Molti dei miei amici asinari erano a Roma e non ho potuto fare a meno di andare al Workshop.
Credo sia importante incontrare le altre realtà ed è sicuramente stata una ottima opportunità.
Purtroppo guardando gli interventi votati ci si rende conto del problema della democrazia legata ad internet. Sembra stato un evento della RE Riabilitazione Equestre tutta toscana. Con questo non voglio dire che non siano interventi di valore ma solo che in un convegno mi sarei aspettata maggiore pluralità.
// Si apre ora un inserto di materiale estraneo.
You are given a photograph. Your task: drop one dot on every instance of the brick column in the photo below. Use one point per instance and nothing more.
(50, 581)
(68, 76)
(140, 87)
In questo avevo ragione c’e’ stato il monopolio di alcuni.
Durante il convegno si è parlato dell’esistenza delle grandi Lobby attorno al mondo della Pet Therapy, dichiarazione direttamente espressa da Vito De Filippo Sottosegretario di Stato alla Salute.
C’e’ stata una corsa all’ IO IO IO autoreferenziato che francamente non aiuta una dialettica sana sul tema. Sono certo che ognuno ha qualcosa da raccontare ma se ci si riempie la bocca di io si lascia poco spazio al noi.
Ho dichiarato prendendo spunto dalla relazione di Monica Biscara “psicoterapeuta centrica” ribadendo che l’equipe deve essere intesa in modo più “elastico”. L’aggravio non può essere pagato dalle famiglie.
La domanda resta aperta :
nonostante l’elevata scientificità di approccio da parte del CRN di Pet Therapy dovremo trovare un modus operandi che ci permetta di lavorare o in alcuni casi di continuare a dare un servizio a delle PERSONE che hanno riposto la fiducia nelle nostre attività.
Sono stato intervistato ed ho lodato l’intervento di regolarizzazione da parte del CRN ma al contempo mi aspetto l’apertura di un tavolo per poter dare sostanza ad un progetto di sostenibilità che va oltre …come è arrivato a dire Eistein dimentichiamoci tutto ma non LA NOSTRA UMANITA’.